# Perfect Bug Out Bottle



## sailaway (Mar 12, 2009)

I have finally found the perfect BOB (bottle) Nalgene came out with a S.S. Bottle with a mouth the size of their plastic ones. The Silva starter compass will fit down the throat of it. I have been perplexed by this for quite some time. I want a s.s. bottle that will fit all of my supplies including an orienteering compass. I also wanted a BOB that I could boil water in to purify it or heat a hot meal. This is the first Bottle that will do both.:congrat:Hope this helps anyone else that has been wrestling with this issue. I purchased my bottle at dicks, I believe the compass come from the local BSA shop. Sail


----------



## Al-Thi'b (Jan 6, 2010)

cheaperthandirt also has these kinds of bottles some with different types of accessories.


----------



## sailaway (Mar 12, 2009)

Al-Thi'b said:


> cheaperthandirt also has these kinds of bottles some with different types of accessories.

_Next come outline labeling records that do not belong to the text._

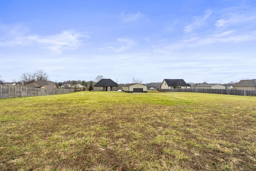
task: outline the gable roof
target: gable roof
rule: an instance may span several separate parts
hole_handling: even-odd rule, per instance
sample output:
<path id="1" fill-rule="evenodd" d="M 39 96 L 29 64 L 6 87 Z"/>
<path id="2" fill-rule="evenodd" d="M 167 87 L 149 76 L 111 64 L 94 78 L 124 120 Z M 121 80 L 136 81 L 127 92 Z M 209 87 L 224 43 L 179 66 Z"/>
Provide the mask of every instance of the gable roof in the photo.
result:
<path id="1" fill-rule="evenodd" d="M 213 86 L 220 85 L 219 84 L 200 84 L 196 86 L 195 86 L 195 87 L 212 87 Z"/>
<path id="2" fill-rule="evenodd" d="M 256 79 L 240 80 L 234 84 L 233 87 L 256 87 Z"/>
<path id="3" fill-rule="evenodd" d="M 56 89 L 56 88 L 58 88 L 54 86 L 42 86 L 41 87 L 44 87 L 47 89 Z"/>
<path id="4" fill-rule="evenodd" d="M 117 87 L 118 84 L 111 79 L 101 79 L 96 83 L 94 87 Z"/>
<path id="5" fill-rule="evenodd" d="M 133 86 L 134 85 L 137 84 L 140 84 L 140 85 L 142 85 L 145 86 L 144 84 L 140 84 L 140 83 L 131 83 L 131 84 L 125 84 L 124 85 L 122 85 L 122 87 L 130 87 L 131 86 Z"/>
<path id="6" fill-rule="evenodd" d="M 157 88 L 155 88 L 155 87 L 152 87 L 152 86 L 147 86 L 147 88 L 148 89 L 149 89 L 150 88 L 153 88 L 155 89 L 157 89 Z"/>
<path id="7" fill-rule="evenodd" d="M 190 84 L 186 84 L 183 79 L 164 79 L 164 81 L 165 81 L 169 87 L 191 86 Z"/>
<path id="8" fill-rule="evenodd" d="M 27 87 L 40 87 L 43 86 L 56 86 L 54 83 L 50 81 L 40 80 L 37 81 L 30 84 L 28 84 Z"/>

I looked at their bottles, they aren't the quality I wanted. They all seem to be plastic and the necks are narrow. The SS Nalgene I purchased can be used over a fire for cooking in or boiling water for purification in. Also for navigating a good compass can be stored in it. Alot of the accessories in the prepackaged bottles aren't quite what I would prefer, I prefer putting my own together with a little more quality and more taylored to my needs for my part of the country. They do look like a good basic bottle to get started with and would be a good display one for working with the scouts.


----------



## ZoomZoom (Dec 18, 2009)

Watch those SS bottles in the winter. They're just like a flagpole and you can get your tongue or lips stuck to it...


----------